Digital Signatures - Security & Controls
IT Governance Institute, Fred Piper, Simon Blake-Wilson and John Mitchell
Some kind of authentication mechanism has been with us since the time of the ancient Sumerians, the inventors of writing. While hand-written signatures or personal seals met the commercial needs of the time, in today's digital age, a more appropriate mechanism is needed for a fast, high-volume, online global economy. We already have replaced physical signatures with electronic authentication methods but they are often based on symmetric systems that create an onerous key management overhead and - because both parties possess the same secret - can be repudiated in court. When properly implemented, digital signatures based on public key infrastructures provide trustworthy transactions, hard to repudiate and with much less key management overhead. Nevertheless in doing so we transfer some of the past problems to the new challenges of properly managing certification services.
This research project was sponsored by the Information Systems Audit and Control Foundation, its London Chapter and my own organisation, S.W.I.F.T., Brussels, Belgium. The authors are Prof. Dr. Fred Piper of Royal Holloway University of London, Dr. Simon Blake-Wilson of Certicom in Canada, and Dr. John Mitchell of UK based LHS Business Control. Professor Piper has had a distinguished academic and commercial career, specialising in the application of mathematics and cryptography for business problems. Simon Blake-Wilson, a cryptographic mathematician at Certicom is involved in a number of cryptographic standards efforts and Dr. John Mitchell is an international authority on the control of computer systems.
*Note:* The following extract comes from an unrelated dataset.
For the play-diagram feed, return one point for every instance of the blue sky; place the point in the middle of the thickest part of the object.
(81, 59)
While the use of digital signatures for securing electronic transactions is already proven, its impact has so far been limited to highly secure environments. With the growth in new ways of paying for goods and services, the use of digital signatures is bound to expand in retail commerce and the larger public but will also be more pervasive in those domains where it is already being used. We at S.W.I.F.T. have implemented digital signatures with its public key infrastructure since the early nineties to support key management in the banking industry but in our next generation infrastructure, notably SWIFTNet PKI, we have made digital signatures into a basic pervasive component providing the highest level of security. In parallel, these same technologies are becoming an accepted standard for retail e-commerce and home banking. The differentiation between these two paths of development is less on technology but more on contracts, policies, standards and the degree of liability accepted by the service providers.
While there are some similarities between handwritten and digital signatures, there are also marked differences. There is a greater need for their audit, control and management. Anyone can see that a paper document either has a manual signature or doesn't, and can try to guess whether a court will accept it as genuine or fraudulent. In addition there is physical contact with the instrument bearing the signature and between the parties in the exchange process. However, the same cannot be said for a digitally signed document. Virtual transactions with digital signatures are far more complex, need a greater level of management and control to compensate for the absence of the natural controls in the physical world. The cost of getting things wrong can be very high. An understanding of digital signatures is crucial.
While there are publications covering the technical aspect of digital signatures, this is one of the first that also addresses other related matters such as legal, audit and control issues related to the technology. As such, this book should be of interest not only to IT and audit professionals, but anyone who will be involved in business and finance today and into the 21st Century.